Les personnes impliquées ont admis leur participation, à des degrés divers, dans l’un ou l’autre des cas. Il s’agit de deux femmes de 19 et 24 ans, une Suissesse et une Croate, ainsi que de trois hommes de 20 et 21 ans, deux Suisses et un Chilien. Trois d’entre eux ont été libérés cette semaine après presque un mois de détention, le quatrième et le cinquième restent incarcérés.

Un sixième auteur, un Suisse de 23 ans, est également détenu pour un cas qu’il conteste et pour lequel des éléments techniques le mettent en cause. Les différentes investigations de la police ont permis de mettre en évidence d’autres délits connexes commis par une partie des personnes arrêtées, dont des affaires de vols, recel, pornographie, stupéfiants et infractions graves à la LCR.

Élèves exclus

Compte tenu des éléments de l’enquête pénale, les directions de l’EPCL et du CEPM ont prononcé une exclusion définitive de ces cinq élèves, soit la sanction maximale prévue par la loi vaudoise sur la formation professionnelle. Dans l’intérêt des jeunes impliqués et de leur avenir professionnel, les directions conservent cependant la possibilité de réexaminer cette décision en tout temps, sur demande de ces jeunes, notamment si des faits nouveaux sont invoqués, en lien par exemple avec la procédure.

Mieux vaut prévenir

«Nous avons mis en place beaucoup de messages de prévention et de sensibilisation à l’intention des élèves, des enseignants et de tout le personnel des établissements concernés, tels que des courriers, mails, informations dans les classes, etc. Il était important que les responsables de ces actes sachent à quelles conséquences elles et ils s’exposent», déclare Julien Schekter, responsable de la communication au Département de la formation, de la jeunesse et de la culture (DFJC).

Jusqu’à 3 ans de prison

Ces fausses alertes constituent un délit passible d’une peine privative de liberté de 3 ans au plus ou d’une peine pécuniaire pour fausse alerte, selon l’article 128 bis du Code pénal suisse (CP) et pour menaces alarmant la population, selon l’article 258 CP. Quant aux auteurs impliqués dans plusieurs alertes, ils risquent une peine pouvant aller jusqu’à 4 ans et demi de privation de liberté.

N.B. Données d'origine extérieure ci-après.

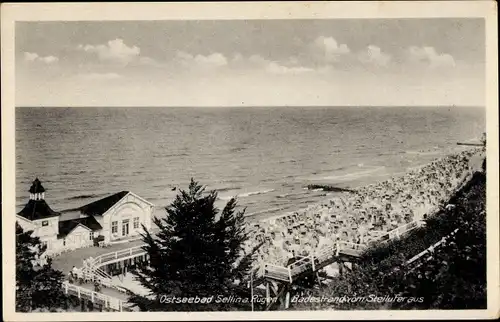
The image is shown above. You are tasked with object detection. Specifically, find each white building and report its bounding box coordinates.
[16,178,154,252]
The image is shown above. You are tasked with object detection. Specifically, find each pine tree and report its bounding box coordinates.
[16,222,65,312]
[129,179,256,311]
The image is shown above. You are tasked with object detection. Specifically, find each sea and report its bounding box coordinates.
[15,106,486,220]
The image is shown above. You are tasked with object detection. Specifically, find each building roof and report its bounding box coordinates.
[78,191,129,216]
[29,178,45,193]
[17,199,61,221]
[57,216,102,238]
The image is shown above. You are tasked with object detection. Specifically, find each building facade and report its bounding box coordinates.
[16,178,154,253]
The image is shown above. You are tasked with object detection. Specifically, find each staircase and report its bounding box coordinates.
[82,260,119,287]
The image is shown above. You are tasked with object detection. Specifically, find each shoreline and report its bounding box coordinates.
[247,147,484,265]
[254,145,479,224]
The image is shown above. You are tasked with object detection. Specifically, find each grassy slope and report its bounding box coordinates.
[292,169,486,310]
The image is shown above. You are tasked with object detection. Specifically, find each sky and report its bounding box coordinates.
[15,18,485,106]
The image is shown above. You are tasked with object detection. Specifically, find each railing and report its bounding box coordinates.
[373,220,421,243]
[406,228,459,265]
[63,282,126,312]
[261,220,420,283]
[87,245,146,267]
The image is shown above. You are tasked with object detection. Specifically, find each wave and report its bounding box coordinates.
[404,150,442,155]
[66,193,105,200]
[318,166,386,182]
[219,189,276,200]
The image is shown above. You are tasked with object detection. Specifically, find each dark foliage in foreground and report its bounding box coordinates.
[129,180,255,311]
[16,222,66,312]
[293,166,486,310]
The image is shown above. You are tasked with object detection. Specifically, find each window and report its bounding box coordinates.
[111,221,118,234]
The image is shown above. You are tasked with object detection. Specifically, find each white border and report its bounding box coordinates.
[1,1,500,321]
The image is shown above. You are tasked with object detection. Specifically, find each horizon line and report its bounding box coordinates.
[15,104,486,108]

Il poursuit: «Pour prévenir d’autres fausses alertes et limiter le champ des recherches lorsqu’un cas à lieu, les établissements du secondaire II font un relevé des élèves qui quittent leur classe pendant le cours. Cela fait partie de notre collaboration avec les enquêteurs.» Un soutien psychologique a été mis à disposition des élèves et collaborateurs. «Des rattrapages ciblés sont planifiés au cas par cas selon les évacuations, notamment dans les écoles professionnelles touchées plusieurs fois», complète Julien Schekter.

Les consignes sont claires

Si quelqu’un trouve un mot alarmant en milieu estudiantin, Julien Schekter rappelle que les consignes sont de:

  • ne pas toucher aux éléments de preuve

  • prendre si possible une photo de la situation

  • condamner si possible l’espace concerné pour les personnes disposant de clefs

  • informer immédiatement la direction

A noter que les investigations sont menées par une task-force composée de 12 enquêteurs et enquêtrices de la police judiciaire municipale de Lausanne et de la police de sûreté vaudoise.